Kasus Daratan Tinggi Golan yang dikuasai oleh Israel, secara hukum menjadi wilayah de facto Israel. Pada masanya, Perdana Menteri Yitzhak Rabin pernah setuju mengembalikan Daratan Tinggi Golan kepada Suriah, tetapi dengan imbalan Suriah menarik semua dukungan terhadap milisi Hizbullah, Hamas, dan Jihad Islam. Para penerus Rabin tampaknya setuju dengan kebijakan tersebut, namun hingga kini belum tercapai kesepakatan.


Bagi negara-negara Arab, kehadiran Israel ibarat bayi kloning yang dihasilkan dari berbagai gen kombinasi antara Inggris sebagai pihak penjajah dan Zionisme Internasional serta pengasuh yang setia Amerika Serikat. Lalu, kenapa negara kecil yang dimusuhi mampu bertahan dan tak jarang mengejutkan negara-negara Arab? Sebagai refleksi bagi negara-negara Arab pemburuh ganima (baca: wilayah).

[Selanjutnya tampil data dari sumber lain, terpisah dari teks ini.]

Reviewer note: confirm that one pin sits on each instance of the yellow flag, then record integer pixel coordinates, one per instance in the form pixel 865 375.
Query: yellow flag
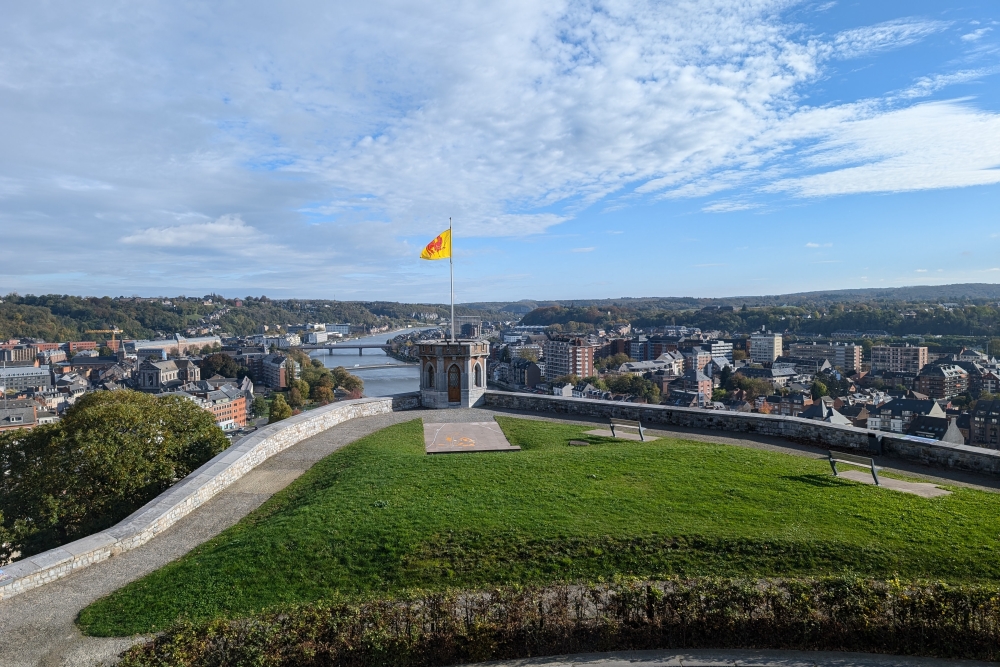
pixel 439 248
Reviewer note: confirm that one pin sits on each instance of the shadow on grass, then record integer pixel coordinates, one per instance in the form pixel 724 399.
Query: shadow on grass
pixel 823 481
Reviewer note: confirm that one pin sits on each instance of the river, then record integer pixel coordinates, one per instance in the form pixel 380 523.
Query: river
pixel 400 378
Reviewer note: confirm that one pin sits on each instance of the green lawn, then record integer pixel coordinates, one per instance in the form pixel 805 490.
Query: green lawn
pixel 380 516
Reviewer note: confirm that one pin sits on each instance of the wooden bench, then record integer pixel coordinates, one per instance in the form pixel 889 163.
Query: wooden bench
pixel 627 423
pixel 851 459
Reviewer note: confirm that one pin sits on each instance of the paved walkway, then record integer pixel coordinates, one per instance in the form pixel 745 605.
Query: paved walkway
pixel 37 627
pixel 731 658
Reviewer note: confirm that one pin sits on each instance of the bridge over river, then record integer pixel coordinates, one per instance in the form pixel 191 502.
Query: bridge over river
pixel 360 347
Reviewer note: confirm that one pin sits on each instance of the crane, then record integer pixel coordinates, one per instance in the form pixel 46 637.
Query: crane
pixel 114 331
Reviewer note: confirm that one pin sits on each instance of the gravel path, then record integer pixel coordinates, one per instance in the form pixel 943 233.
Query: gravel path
pixel 37 627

Negara adidaya Amerika Serikat bukan hanya bertindak sebagai pengasuh yang setia, bahkan menyediakan antibodi untuk kekebalan imun bagi kedaulatan Israel. Sehingga resolusi Dewan Keamanan PBB yang tidak menguntungkan Israel cepat-cepat Amerika Serikat mengeluarkan tameng saktinya alias veto.

Bila merenungi segala yang berkaitan dengan Israel menjadi bulan-bulanan kecaman dari dunia internasional. Tetapi, apakah dunia internasional juga akan mengecam bila Israel tidak berdiri sebagai sebuah negara? Melainkan negara-negara Arab saling berebut wilayah di kawasan bulan sabit (Yordanian dan Yerusalem serta sekitarnya). Sebab motif memperebutkan wilayah jauh lebih tampak mengiringi pertikaian itu.

Perayaan kemerdekaan Israel yang jatuh pada 14 Mei beberapa hari yang lalu, biasanya setiap perayaan hari kemerdekaan suatu negara, ada banyak negara-negara dan kalangan yang mengucapkan selamat. Mungkin ada yang berucap, “Selamat hari kemerdekaan Israel, Bung Ben (Benjamin Netanyahu, Perdana Menteri Israel).” Terlepas dari berbagai kontroversi berdirinya Negara Israel, karena kita percaya setiap suku bangsa pasti memiliki tanah air.